Mark your calendars for January 31st, 2021 as JMM Volunteer Coordinator Wendy Davis takes us on a dive into The Historic Mikva’ot of the Lloyd Street Synagogue.Inspired by real questions asked by museum visitors, this program will explore how the historic mikva’ot worked, how they fulfilled Jewish law, and the many evolutions of the Lloyd Street Synagogues mikveh complex, the oldest documented mikveh in the United States.
Speaking of visitor questions, did you know that we have a new “Ask Our Docents” series on the blog? JMM Project Manager Paige Woodhouse is working with our Museum docents to ask, answer, and explore many questions about the Lloyd Street Synagogue. The first edition in the series tackles the Hebrew script above the ark, the placement of the Bimah, and thoughts on keeping warm during Baltimore winters!

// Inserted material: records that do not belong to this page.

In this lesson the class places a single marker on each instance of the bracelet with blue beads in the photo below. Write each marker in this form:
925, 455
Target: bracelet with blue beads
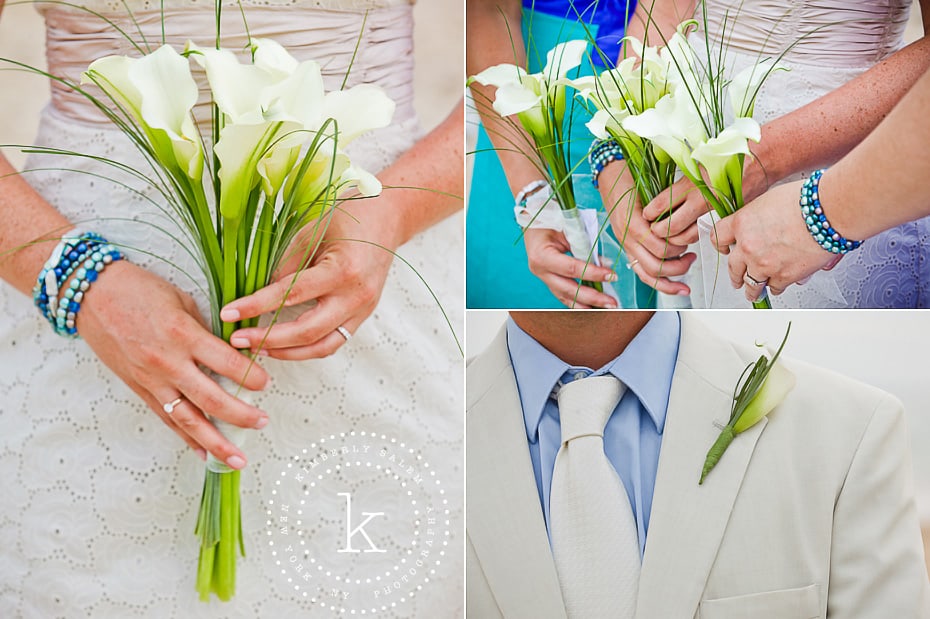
71, 251
84, 255
602, 152
817, 223
84, 276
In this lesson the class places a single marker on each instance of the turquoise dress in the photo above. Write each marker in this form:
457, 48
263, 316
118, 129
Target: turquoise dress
497, 274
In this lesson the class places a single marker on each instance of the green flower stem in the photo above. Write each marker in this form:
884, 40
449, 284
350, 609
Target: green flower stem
716, 451
230, 270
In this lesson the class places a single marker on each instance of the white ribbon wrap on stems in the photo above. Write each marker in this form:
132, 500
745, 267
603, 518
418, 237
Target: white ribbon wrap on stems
579, 226
719, 293
234, 434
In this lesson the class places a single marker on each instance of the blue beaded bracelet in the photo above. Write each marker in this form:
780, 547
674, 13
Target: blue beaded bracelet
817, 224
85, 275
602, 152
71, 251
83, 254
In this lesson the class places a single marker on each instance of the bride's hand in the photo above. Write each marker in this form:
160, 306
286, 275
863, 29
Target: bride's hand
768, 239
151, 335
346, 277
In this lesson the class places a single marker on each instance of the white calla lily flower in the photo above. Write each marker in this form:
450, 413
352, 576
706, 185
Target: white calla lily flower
298, 97
240, 150
674, 126
720, 155
238, 89
530, 96
159, 92
271, 57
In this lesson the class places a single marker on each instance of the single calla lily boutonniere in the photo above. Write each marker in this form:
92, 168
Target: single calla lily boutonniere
761, 387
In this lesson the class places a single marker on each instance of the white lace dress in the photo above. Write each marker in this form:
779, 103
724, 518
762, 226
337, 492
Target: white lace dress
839, 40
99, 498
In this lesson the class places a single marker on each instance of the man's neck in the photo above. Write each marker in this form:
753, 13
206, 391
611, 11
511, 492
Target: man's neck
589, 339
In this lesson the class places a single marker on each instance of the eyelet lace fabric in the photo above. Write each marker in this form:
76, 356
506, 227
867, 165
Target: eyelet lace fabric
837, 41
100, 498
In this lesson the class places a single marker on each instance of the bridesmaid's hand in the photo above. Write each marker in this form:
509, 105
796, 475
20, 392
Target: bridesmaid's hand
653, 259
152, 336
546, 251
768, 239
686, 205
346, 277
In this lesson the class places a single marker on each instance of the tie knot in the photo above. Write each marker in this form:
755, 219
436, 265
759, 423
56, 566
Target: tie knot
585, 405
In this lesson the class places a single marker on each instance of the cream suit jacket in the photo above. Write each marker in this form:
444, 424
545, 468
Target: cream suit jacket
809, 514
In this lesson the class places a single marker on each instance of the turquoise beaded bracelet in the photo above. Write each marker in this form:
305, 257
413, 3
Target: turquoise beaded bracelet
84, 255
602, 152
817, 224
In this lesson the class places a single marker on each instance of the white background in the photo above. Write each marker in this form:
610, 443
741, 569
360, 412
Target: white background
888, 349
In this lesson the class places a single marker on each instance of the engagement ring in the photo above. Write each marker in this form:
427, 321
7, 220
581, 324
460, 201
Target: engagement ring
169, 407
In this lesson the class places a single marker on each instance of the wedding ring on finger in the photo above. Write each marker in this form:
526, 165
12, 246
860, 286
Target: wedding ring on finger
169, 407
749, 280
344, 332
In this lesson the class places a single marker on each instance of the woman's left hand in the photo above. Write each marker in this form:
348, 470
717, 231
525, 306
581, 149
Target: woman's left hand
767, 241
345, 277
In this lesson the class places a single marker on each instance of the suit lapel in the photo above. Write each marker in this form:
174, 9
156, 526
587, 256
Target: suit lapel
504, 519
688, 521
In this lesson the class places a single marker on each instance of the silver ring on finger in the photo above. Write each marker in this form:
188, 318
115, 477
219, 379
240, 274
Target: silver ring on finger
749, 280
169, 407
344, 332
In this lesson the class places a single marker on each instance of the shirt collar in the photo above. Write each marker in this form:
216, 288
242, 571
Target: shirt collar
646, 367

The second edition of the series is coming later this month, with questions about wall paintings, the name of the Synagogue, and where congregants went while the building was a church. Be sure to check our blog regularly to not miss anything.
Hot off the proverbial presses, just yesterday we published a fascinating post by JMM Director of Collections and Exhibits Joanna Church about the Lloyd Street Synagogue’s chandeliers. We won’t spoil too much here, but we will say it was a research journey involving two churches, a Pittsburgh reflector company, historic newspaper articles, and an issue of Generations Magazine. There’s even a hint of scandal – what more could you ask for?
For the younger members of your family, check out our hands-on activity pack about discovering the Lloyd Street Synagogue.
Kids can test their knowledge with this virtual tour quiz, design their own stained glass window, practice the basics of field archaeology, and more! We definitely recommend the whole family taking some time to read The Synagogue Speaks together. (You can also order a print copy of the book here – it makes a lovely Hanukkah gift.)
To close out this week’s JMM Insights, here are a few bits of Lloyd Street Synagogue-related trivia!
- In addition to designing the Lloyd Street Synagogue, Baltimore architect Robert Carey Long, Jr. also designed the St. Alphonsus Roman Catholic Church, the St. Peter the Apostle Roman Catholic Church, and the Gothic Revival-style gates of Greenmount Cemetery.
- During various archaeological investigations of the Lloyd Street Synagogue, we’ve found everything from shells to old clothes to glass milk bottles to pieces of spittoons!
- The Star of David glass window currently in the synagogue was restored from a basket full of broken glass saved from the original window. (You might enjoy this collection of some of the most beautiful stained glass windows in the world!)